Mortgage Confidential: Understanding APR -- comparing apples and apples

Updated

Mortgage expert David Reed invites Walletpop readers to ask him questions about real estate financing. leave your questions in the comment section of this post.


The Annual Percentage Rate, or APR, is perhaps one of the most abused and misunderstood numbers when applying for a mortgage loan. Enacted years ago as part of the Federal Truth in Lending Act of 1968, this well-intentioned government consumer protection statute (goodness, how many of those do we have?) did many things but mostly it confused everybody. Most loan officers will tell you that the APR is a meaningless number so don't pay any attention to it when what they really mean is they have no clue as to how it's calculated or why it's even there.
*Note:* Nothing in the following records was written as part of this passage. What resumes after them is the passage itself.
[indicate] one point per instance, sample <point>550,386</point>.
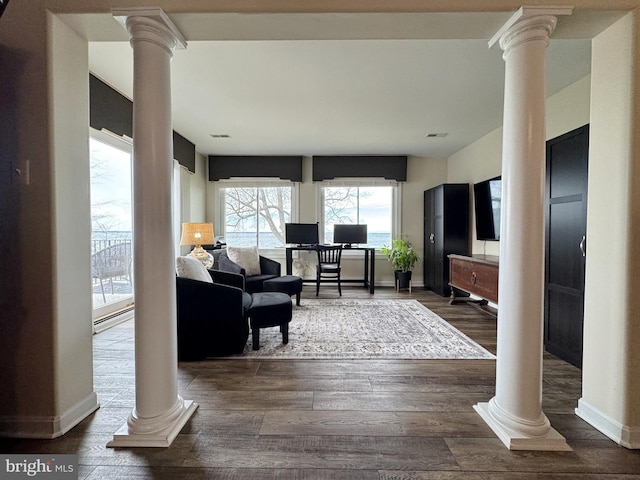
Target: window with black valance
<point>287,167</point>
<point>391,167</point>
<point>111,110</point>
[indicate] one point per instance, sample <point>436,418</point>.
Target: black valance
<point>184,152</point>
<point>391,167</point>
<point>287,167</point>
<point>111,110</point>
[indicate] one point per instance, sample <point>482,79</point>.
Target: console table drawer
<point>475,275</point>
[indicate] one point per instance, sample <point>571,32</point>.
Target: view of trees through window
<point>111,225</point>
<point>372,206</point>
<point>256,215</point>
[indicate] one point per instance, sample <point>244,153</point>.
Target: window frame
<point>124,144</point>
<point>257,182</point>
<point>396,199</point>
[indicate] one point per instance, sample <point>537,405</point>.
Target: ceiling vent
<point>436,135</point>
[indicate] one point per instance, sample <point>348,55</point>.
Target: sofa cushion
<point>190,267</point>
<point>247,257</point>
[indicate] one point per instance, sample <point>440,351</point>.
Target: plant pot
<point>403,279</point>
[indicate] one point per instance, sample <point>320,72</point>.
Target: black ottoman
<point>269,309</point>
<point>289,284</point>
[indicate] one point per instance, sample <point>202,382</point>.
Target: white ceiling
<point>305,84</point>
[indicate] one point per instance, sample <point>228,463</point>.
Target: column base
<point>550,441</point>
<point>163,438</point>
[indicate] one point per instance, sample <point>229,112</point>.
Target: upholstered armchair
<point>212,311</point>
<point>253,267</point>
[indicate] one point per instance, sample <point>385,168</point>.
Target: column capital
<point>528,24</point>
<point>151,25</point>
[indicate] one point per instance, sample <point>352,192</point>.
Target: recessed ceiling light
<point>436,135</point>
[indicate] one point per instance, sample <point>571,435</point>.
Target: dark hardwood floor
<point>327,419</point>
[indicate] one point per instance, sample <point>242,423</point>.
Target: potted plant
<point>403,258</point>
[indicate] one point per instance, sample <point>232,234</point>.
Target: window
<point>111,222</point>
<point>255,214</point>
<point>373,205</point>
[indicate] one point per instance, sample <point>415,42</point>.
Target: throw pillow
<point>247,257</point>
<point>189,267</point>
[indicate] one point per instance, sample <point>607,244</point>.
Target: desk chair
<point>328,264</point>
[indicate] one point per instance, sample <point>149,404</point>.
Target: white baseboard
<point>623,435</point>
<point>47,427</point>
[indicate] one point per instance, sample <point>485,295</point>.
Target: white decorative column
<point>160,412</point>
<point>515,413</point>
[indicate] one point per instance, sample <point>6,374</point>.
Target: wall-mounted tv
<point>487,202</point>
<point>301,233</point>
<point>349,234</point>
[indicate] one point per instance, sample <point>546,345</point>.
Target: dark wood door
<point>566,227</point>
<point>429,239</point>
<point>446,231</point>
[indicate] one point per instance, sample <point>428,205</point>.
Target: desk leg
<point>289,261</point>
<point>366,269</point>
<point>372,271</point>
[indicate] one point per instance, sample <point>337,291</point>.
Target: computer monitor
<point>349,234</point>
<point>301,233</point>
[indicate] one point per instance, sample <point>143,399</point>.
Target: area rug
<point>361,329</point>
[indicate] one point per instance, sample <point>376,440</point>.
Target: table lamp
<point>198,234</point>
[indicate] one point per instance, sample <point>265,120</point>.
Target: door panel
<point>566,225</point>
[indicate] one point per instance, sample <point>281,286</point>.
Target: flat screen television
<point>349,234</point>
<point>301,233</point>
<point>487,201</point>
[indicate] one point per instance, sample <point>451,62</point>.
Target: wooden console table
<point>476,274</point>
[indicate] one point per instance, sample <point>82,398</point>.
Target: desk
<point>368,279</point>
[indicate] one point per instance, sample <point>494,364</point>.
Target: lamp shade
<point>197,234</point>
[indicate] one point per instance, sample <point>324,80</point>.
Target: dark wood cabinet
<point>446,232</point>
<point>476,274</point>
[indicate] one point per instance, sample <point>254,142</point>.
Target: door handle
<point>583,245</point>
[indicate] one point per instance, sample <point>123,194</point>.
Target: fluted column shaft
<point>159,409</point>
<point>515,413</point>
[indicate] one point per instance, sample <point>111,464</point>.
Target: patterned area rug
<point>359,329</point>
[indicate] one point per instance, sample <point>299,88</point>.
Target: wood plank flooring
<point>328,419</point>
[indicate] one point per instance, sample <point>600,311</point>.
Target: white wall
<point>611,369</point>
<point>73,363</point>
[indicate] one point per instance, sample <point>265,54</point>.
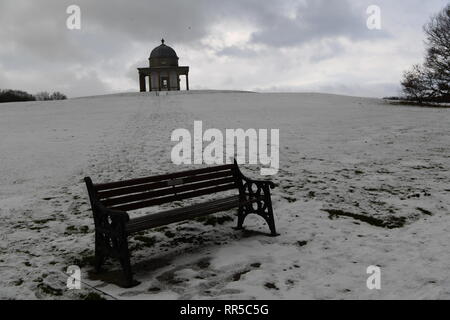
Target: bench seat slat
<point>167,191</point>
<point>133,182</point>
<point>160,185</point>
<point>178,197</point>
<point>180,214</point>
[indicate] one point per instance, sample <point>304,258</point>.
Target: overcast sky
<point>276,45</point>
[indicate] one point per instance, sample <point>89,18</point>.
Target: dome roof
<point>163,51</point>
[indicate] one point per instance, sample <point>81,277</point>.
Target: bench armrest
<point>261,183</point>
<point>116,216</point>
<point>263,186</point>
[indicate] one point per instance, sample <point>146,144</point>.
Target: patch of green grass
<point>271,286</point>
<point>389,223</point>
<point>47,289</point>
<point>91,296</point>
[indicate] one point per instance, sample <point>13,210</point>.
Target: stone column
<point>168,80</point>
<point>159,81</point>
<point>142,82</point>
<point>150,81</point>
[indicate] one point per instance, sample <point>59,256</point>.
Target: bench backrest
<point>157,190</point>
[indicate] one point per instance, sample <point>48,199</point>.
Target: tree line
<point>9,95</point>
<point>430,81</point>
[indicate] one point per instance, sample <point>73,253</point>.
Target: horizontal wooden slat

What it's supposed to do is allow consumers to easily compare mortgage rate quotes from one lender to another by comparing the APR number. The APR is correctly defined as the cost of money borrowed expressed as an annual rate. When you get a mortgage you get an interest rate to go along with it but typically the lender has other fees it wants to charge so those fees need to be factored into the mortgage rate to come up with an APR.

The larger the variance between your mortgage rate -- the rate your payments are actually based on -- and the APR means one lender has more "junk" fees than it's competitor and will show a higher APR. Or at least that's the theory.